2.2.3. PROMIS cognitive function short form v2.0, form 4a [29]

This four‐item fixed form assesses patient‐perceived cognitive deficits. Items assess perceived mental acuity, mental function, and concentration. Higher scores reflect better perceived cognitive functioning.

2.2.4. PROMIS self‐efficacy for managing social interactions short form v1.0, form 4a [30]

This four-item fixed form assesses patients’ confidence in participating in social activities and getting help when necessary, as well as managing communication with others, including health professionals, about their medical condition. The development sample for this measure was enriched for chronic illness. Higher scores reflect greater self-efficacy for participating in social activities.

2.2.5. PROMIS self‐efficacy for managing symptoms short form v1.0, form 4a [30]

This four‐item fixed form assesses patients’ confidence generally managing symptoms, managing symptoms in different settings, and keeping symptoms from interfering with functioning in work, sleep, relationships, or recreational activities. The development sample for this measure was enriched for chronic illness. Higher scores reflect greater self‐efficacy for managing symptoms.
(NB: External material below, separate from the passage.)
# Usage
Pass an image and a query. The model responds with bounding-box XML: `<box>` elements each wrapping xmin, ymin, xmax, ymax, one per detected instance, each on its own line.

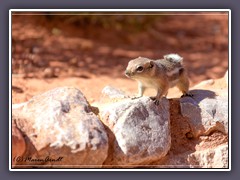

2.2.6. Neuro‐QoL positive affect and well‐being CAT [31]

Items from the Neuro‐QoL Positive Affect and Well‐Being item bank v1.0 were delivered as a CAT, with respondents answering a custom subset of the 23 items in the bank. The measure evaluates aspects of a person’s life that relate to a general sense of well‐being, satisfaction with life, or an overall sense of purpose and meaning. Higher scores reflect more positive affect.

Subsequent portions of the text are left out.